OTTAWA - Travellers to Canada will be routinely asked whether they are bringing marijuana into the country as Ottawa moves to legalize recreational pot use.
Signs will also be posted at major ports of entry to remind people that the unauthorized importation of pot remains illegal, said Peter Hill, associate vice-president of the Canada Border Services Agency.
In addition, the border agency plans a communications campaign through social media to ensure travellers "are aware of the new legislation and the requirements," Hill told MPs on the House of Commons public safety committee.
The Liberals plan to allow adults to legally possess and use small amounts of cannabis by next July, saying it will help keep marijuana out of the hands of young people while denying profits to criminal organizations.

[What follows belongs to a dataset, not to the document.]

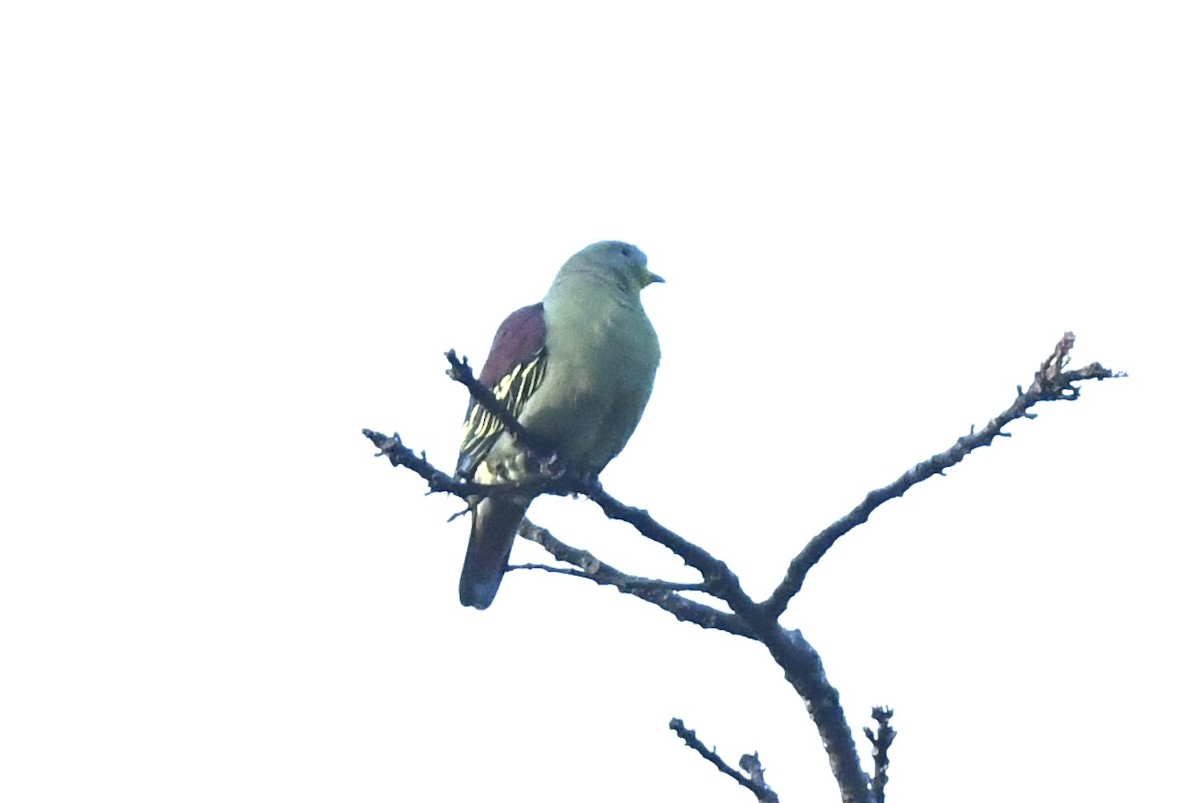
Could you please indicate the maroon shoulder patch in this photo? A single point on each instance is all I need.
(519, 339)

The government is devoting more than $110 million over five years to Public Safety, the RCMP and the Canada Border Services Agency to ensure organized crime does not infiltrate the legalized system and to keep pot from crossing borders.
The question to travellers about marijuana will be similar to those that officers already ask about other controlled or prohibited goods, such as firearms, food and animal products, said Jayden Robertson, a border agency spokesman.
"The intent of the cannabis-related question is to encourage traveller compliance regarding importations of cannabis and provide travellers with the opportunity to declare whether or not they are in possession of cannabis," Robertson said in an emailed response to questions.
The border agency hopes the question will reduce the risk of "unintentional violations" of the law, he added.
Under the proposed Cannabis Act, it will remain illegal to import into Canada, or export from Canada, cannabis and related products without a valid permit issued by the federal government.
The unauthorized international cross-border movement of cannabis will still be a serious criminal offence that can result in up to 14 years in prison, the government says.
Plans for signs at the border are "under development," Robertson said.
Although a number of U.S. states have legalized recreational marijuana, pot remains illegal under federal law, which applies at the border. As a result, Canadians have been turned away by U.S. border officials — sometimes for simply admitting they've used it.
Every country has the right to establish the standards that determine who is allowed to enter, said Malcolm Brown, deputy minister of Public Safety Canada.
"So, it wouldn't be, frankly, appropriate for us to counsel the U.S. about changing their approach," he told the Commons committee meeting this week.
But he quickly added that such issues are discussed regularly at the "highest levels" with the U.S. Department of Homeland Security, "so they understand the approach and we will continue to encourage them, as they do with us, to be as welcoming and supportive of Canadians crossing the border into the U.S. as we try to be generally with Americans coming into Canada."